Concourt rules that Copyright Act is unconstitutional
- The Constitutional Court has ruled that sections of the Copyright Act are unconstitutional and given Parliament 24 months to fix it.
- Meanwhile blind people may convert written material into accessible formats without permission from copyright holders.
- Parliament is in the process of amending the Act but this is taking too long - 12 years - say justices.
Blind and visually impaired people, prevented from converting written material to braille or other accessible formats without the permission of copyright holders, can now do so following a ruling by the Constitutional Court.
The court has also given Parliament 24 months to cure the “unconstitutional” defects in the Copyright Act.
In a unanimous decision on Wednesday, the Constitutional Court ruled that the Copyright Act is unconstitutional in that it limits the access of visually impaired people to published literary works and artistic works.
Before the court was a ruling by Gauteng High Court Judge Mandla Mbongwe, made almost one year ago, that the provisions, which imposed a “book famine” for blind and visually impaired people, were an unjustifiable limit to their rights and did not pass constitutional muster.
While Judge Mbongwe ruled that the Act’s gatekeeping provisions, enacted in 1978, would no longer be effective from the date of his ruling, this had to be confirmed by the Constitutional Court.
In May, the court heard argument in the application launched by Blind SA, represented by Section27, against the Minister of Trade, Industry and Competition.
Amendments to the Act have been in the offing for some 12 years.
Blind SA’s advocate Jonathan Berger argued during the hearing that an amendment bill, which would exempt visually impaired people from its provisions, had been “held hostage” to a lengthy legislative process.
In the meantime, he said, many South Africans including people such as retired Constitutional Court Judge Zac Yacoob and Spotlight Editor Marcus Low, struggled to access books to learn.
Berger argued that when permission was sought to convert the written material to an accessible format, it was “either refused, or worse, just ignored with no reasons given”.
The Minister did not oppose the application, conceding that the Act was unconstitutional and the order sought was in line with the amendment bill, currently in the legislative process.
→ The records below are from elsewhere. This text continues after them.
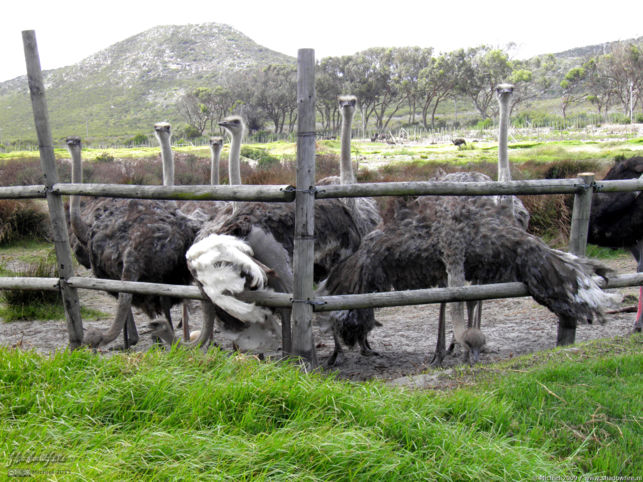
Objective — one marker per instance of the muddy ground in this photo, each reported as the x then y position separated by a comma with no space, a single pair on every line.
405,342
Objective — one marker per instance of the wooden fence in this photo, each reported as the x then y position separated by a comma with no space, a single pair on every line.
302,300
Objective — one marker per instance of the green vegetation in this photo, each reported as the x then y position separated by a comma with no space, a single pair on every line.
186,414
22,220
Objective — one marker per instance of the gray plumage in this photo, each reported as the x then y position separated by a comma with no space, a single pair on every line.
474,239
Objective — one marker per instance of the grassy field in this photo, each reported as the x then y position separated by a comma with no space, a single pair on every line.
188,415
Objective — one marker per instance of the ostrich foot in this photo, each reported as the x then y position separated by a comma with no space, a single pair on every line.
337,358
438,357
368,352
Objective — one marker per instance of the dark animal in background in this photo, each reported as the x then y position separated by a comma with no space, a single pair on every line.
616,219
438,241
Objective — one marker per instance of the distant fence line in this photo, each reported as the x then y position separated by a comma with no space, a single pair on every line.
302,345
543,130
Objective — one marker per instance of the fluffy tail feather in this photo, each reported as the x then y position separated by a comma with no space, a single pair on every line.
223,266
564,283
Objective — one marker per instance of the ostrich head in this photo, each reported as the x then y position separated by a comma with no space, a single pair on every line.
347,103
504,92
473,341
234,125
216,142
163,131
73,142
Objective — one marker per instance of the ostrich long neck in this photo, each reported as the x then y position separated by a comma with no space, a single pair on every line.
79,226
345,168
234,161
168,160
214,163
504,172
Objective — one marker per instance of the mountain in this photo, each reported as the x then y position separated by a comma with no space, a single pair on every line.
129,86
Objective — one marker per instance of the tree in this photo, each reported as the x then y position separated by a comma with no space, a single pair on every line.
625,70
330,79
598,84
438,81
194,109
483,68
411,61
573,88
204,106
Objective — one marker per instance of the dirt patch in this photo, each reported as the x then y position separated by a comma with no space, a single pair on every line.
405,341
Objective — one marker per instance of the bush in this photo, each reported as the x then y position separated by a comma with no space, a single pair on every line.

While giving Parliament 24 months to “cure the defect” in the Act, the Constitutional Court ruled that in the meantime certain exceptions would apply to those affected. Those affected included government institutions and non-profit companies which provide education and training, and caregivers. The court ruled that they must have access to written works in an accessible format without prior authorisation.
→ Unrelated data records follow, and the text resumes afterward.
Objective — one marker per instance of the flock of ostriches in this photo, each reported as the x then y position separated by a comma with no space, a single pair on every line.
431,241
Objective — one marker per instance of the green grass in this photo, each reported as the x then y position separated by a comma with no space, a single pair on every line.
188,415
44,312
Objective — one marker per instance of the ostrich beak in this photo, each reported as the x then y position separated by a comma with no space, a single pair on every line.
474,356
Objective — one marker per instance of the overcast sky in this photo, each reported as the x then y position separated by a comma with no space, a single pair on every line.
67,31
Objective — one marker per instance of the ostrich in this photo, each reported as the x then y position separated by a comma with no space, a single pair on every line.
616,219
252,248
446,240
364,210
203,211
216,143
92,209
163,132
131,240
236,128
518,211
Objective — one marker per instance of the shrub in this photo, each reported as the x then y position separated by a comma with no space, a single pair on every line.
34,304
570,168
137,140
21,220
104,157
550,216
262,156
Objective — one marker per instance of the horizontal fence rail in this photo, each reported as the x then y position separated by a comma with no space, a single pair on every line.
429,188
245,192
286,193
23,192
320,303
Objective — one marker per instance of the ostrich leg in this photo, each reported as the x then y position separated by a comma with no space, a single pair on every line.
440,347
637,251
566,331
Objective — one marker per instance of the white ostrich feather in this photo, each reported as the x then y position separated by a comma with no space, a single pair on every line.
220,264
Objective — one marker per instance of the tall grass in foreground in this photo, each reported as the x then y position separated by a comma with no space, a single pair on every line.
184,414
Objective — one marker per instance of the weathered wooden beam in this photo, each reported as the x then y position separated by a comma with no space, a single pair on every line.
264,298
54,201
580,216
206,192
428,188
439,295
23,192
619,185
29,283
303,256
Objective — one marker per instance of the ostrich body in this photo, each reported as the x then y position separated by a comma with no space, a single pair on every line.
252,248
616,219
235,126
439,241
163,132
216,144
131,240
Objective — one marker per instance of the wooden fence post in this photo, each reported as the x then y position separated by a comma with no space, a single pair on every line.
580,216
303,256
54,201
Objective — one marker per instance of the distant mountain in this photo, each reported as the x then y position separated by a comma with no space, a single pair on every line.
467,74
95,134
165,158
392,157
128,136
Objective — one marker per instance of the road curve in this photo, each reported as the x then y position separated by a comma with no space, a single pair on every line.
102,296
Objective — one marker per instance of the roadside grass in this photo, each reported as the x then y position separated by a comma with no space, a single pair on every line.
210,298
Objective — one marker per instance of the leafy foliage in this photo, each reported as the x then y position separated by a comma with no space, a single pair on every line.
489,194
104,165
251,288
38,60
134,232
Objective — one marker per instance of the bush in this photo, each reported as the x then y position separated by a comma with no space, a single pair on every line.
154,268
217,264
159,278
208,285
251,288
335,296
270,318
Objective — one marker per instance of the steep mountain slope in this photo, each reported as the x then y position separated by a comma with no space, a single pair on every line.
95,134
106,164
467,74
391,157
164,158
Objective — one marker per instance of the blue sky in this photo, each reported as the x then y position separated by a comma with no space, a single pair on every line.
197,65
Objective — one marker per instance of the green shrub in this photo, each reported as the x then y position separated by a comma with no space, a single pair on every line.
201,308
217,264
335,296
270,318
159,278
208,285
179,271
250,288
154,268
It spelt out that this order affects people who are blind, or have any visual impairment and are unable to read printed works, or who cannot hold or manipulate a book, or focus or move their eyes.
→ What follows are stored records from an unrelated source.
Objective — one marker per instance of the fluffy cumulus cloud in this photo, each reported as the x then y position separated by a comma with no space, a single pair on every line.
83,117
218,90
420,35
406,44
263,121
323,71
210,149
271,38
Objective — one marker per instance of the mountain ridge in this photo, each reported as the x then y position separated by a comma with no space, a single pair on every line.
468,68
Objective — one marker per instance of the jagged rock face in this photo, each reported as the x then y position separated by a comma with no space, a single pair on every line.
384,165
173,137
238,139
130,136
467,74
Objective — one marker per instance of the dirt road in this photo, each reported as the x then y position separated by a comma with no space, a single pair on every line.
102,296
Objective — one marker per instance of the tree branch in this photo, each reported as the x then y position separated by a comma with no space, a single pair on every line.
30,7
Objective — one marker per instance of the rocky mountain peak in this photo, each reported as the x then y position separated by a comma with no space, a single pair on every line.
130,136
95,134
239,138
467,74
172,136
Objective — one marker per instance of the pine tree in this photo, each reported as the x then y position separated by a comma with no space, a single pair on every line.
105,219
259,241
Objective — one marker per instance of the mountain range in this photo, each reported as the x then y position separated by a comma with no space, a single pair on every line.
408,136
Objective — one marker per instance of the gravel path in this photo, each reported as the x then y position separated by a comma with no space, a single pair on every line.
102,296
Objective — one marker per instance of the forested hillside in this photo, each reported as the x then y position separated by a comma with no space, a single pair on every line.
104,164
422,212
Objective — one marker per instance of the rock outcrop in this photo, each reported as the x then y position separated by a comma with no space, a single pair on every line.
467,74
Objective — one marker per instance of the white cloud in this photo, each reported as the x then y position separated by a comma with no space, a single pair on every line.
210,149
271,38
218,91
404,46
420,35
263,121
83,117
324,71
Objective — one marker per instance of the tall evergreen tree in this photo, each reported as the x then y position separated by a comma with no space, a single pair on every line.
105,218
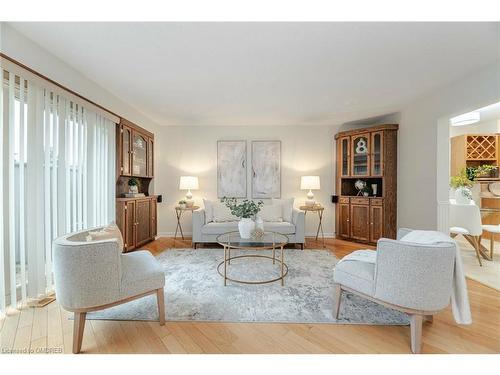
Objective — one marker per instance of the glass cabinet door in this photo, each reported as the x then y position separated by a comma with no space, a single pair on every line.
360,155
344,155
139,158
126,142
376,154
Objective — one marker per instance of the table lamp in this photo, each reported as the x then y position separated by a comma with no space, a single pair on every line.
309,183
188,183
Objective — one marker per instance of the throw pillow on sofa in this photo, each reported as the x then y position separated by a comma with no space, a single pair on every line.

The Minister was ordered to pay Blind SA’s costs.
Writing on behalf of the court, Acting Judge David Unterhalter said the affidavits of those affected “speak trenchantly of the deprivations wrought upon persons” because of the provisions of the Act.
One, a Mr Gama, a teacher at a school for the deaf and blind, had described how many special schools across the country struggled to obtain sufficient textbooks in accessible formats. This disadvantaged learners and impaired their dignity. After learners leave school, their position is often worse still.
Judge Unterhalter repeated the words of Justice Yacoob, who said: “My own experience tells me that it is impossible to express in words how urgent this is. The best I can do is say that every day that the present Copyright Act prevails in the form in which it is, literally thousands of blind and visually impaired people are deprived of reading material and the prejudice to them is irreparable, incalculable and very difficult to put in words.”
Judge Unterhalter said it took little imagination to appreciate what the scarcity, relative or absolute, did for the life chances of those with these disabilities, and that some had achieved substantial success was only testament to their personal fortitude.
While the requirement of authorisation protected the rights of copyright owners, regard needed to be had on its impact and the challenge by Blind SA was “well founded”.
“No case was advanced by the Minister to show that the limitation of rights is justified. Indeed, the minister did not oppose the application.”
Judge Unterhalter said the parliamentary process had already taken too long, and those affected should not have to wait further to secure a remedy. Interim relief was therefore appropriate during the 24-month period of suspension.
Regarding submissions that South Africa should ratify the Marrakesh Treaty to Facilitate Access to Published Works for Persons Who Are Blind, Visually Impaired or Otherwise Print Disabled, which would increase the number of books available, he said this was a matter for Parliament and not the court.